Rayannah et Claire Morrison nous font aimer l’hiver


LIVE REPORT – Hier soir, au Verre Bouteille, on était en douce compagnie, celle de Rayannah et Claire Morrison.

Hier soir le Verre Bouteille revêtait ses habits d’automne. Sur scène, deux voix, l’une folk, l’autre plus électro, diffusaient douceur et atmosphère chaleureuse autour des petites tables rondes de la salle. De quoi se diriger sereinement vers l’hiver, si cher à ses deux originaires de Winnipeg.

Claire Morrison et son folk lumineux

C’est d’abord Claire Morrison qui entre en scène. Accompagnée de Judith Little-Daudelin aux voix de chœur et discrètes percussions, la jeune femme chante, surtout en anglais, une musique folk éclatante. Elle entame le set avec « Falling In », avant de prendre la parole et raconter comment elle a écrit le titre suivant, « Around Here », composé en Belgique.

Claire Morrison est musicienne, autrice, compositrice, interprète, et elle est aussi la gérante de Rayannah pour qui elle ouvre ce soir. Elle nous plonge dans leur enfance commune, à Winnipeg, où les hivers sont, nous confie-t’elle, très rudes. Elle en a d’ailleurs fait une chanson, pleine d’espoir.
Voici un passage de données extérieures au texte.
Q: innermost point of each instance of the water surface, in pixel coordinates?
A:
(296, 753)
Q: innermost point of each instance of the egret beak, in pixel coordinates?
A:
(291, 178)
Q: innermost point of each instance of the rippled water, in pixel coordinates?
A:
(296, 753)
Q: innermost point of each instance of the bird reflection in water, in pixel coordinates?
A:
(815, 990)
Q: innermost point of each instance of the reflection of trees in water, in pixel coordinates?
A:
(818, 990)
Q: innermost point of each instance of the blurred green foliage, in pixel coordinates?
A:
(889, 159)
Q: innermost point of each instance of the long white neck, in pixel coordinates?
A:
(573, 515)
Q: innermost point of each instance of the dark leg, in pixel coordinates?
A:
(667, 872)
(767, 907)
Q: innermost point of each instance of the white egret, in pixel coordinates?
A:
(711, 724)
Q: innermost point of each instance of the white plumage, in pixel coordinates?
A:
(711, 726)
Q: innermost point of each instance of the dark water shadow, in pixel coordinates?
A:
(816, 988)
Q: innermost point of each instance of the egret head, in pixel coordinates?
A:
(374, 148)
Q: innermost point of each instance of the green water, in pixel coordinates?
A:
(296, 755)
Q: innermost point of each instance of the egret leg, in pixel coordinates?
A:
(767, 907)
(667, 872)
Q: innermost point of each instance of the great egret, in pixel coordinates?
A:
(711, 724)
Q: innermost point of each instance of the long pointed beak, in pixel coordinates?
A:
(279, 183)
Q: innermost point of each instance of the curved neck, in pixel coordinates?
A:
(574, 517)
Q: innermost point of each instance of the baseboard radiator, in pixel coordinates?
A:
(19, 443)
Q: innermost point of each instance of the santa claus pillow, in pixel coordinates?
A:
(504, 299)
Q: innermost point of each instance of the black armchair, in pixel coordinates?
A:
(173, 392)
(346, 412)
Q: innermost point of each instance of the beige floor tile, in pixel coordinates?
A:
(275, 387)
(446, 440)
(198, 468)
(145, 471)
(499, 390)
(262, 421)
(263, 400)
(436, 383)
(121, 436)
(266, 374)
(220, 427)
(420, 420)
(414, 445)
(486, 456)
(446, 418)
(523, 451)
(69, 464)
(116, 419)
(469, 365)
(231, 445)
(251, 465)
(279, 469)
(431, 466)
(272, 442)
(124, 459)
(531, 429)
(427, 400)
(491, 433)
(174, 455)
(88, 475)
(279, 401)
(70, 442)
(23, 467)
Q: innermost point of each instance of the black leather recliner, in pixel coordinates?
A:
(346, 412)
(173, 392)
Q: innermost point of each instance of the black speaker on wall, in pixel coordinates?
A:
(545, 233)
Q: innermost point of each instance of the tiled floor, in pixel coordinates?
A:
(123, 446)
Arrivée à Montréal il y a 7 ans, elle ne connaissait de la musique francophone que Karkwa. Le premier artiste francophone qu’elle découvre en arrivant, c’est Jimmy Hunt. Elle joue ce soir une reprise de « Maladie d’amour », sur laquelle Judith fait des vocalises de toute beauté. Leurs deux voix se marient à la perfection. Sans trop charger les lignes musicales, cet arrangement apporte douceur, intensité et profondeur. Avant de laisser la scène à sa comparse Rayannah, elle chante « Fool’s Gold »de son artiste adorée, Lhasa De Sela, et un dernier titre de sa composition.

Rayannah, mystérieuse et envoûtante

La transition se fait en douceur avec l’entrée en scène de la femme aux paupières fluo. D’abord seule, elle débute son set en chantant et enregistrant les boucles de « Ce matin ». Elle est vite rejointe par Marjorie Fiset aux chœurs, pad et claviers électroniques. Au fil du spectacle, Rayannah s’entoure. C’est d’abord Claire qui rejoint le duo pour ajouter sa voix aux refrains de « Chaque fois », titre écrit « au creux de l’hiver », comme le souligne poétiquement la jeune femme.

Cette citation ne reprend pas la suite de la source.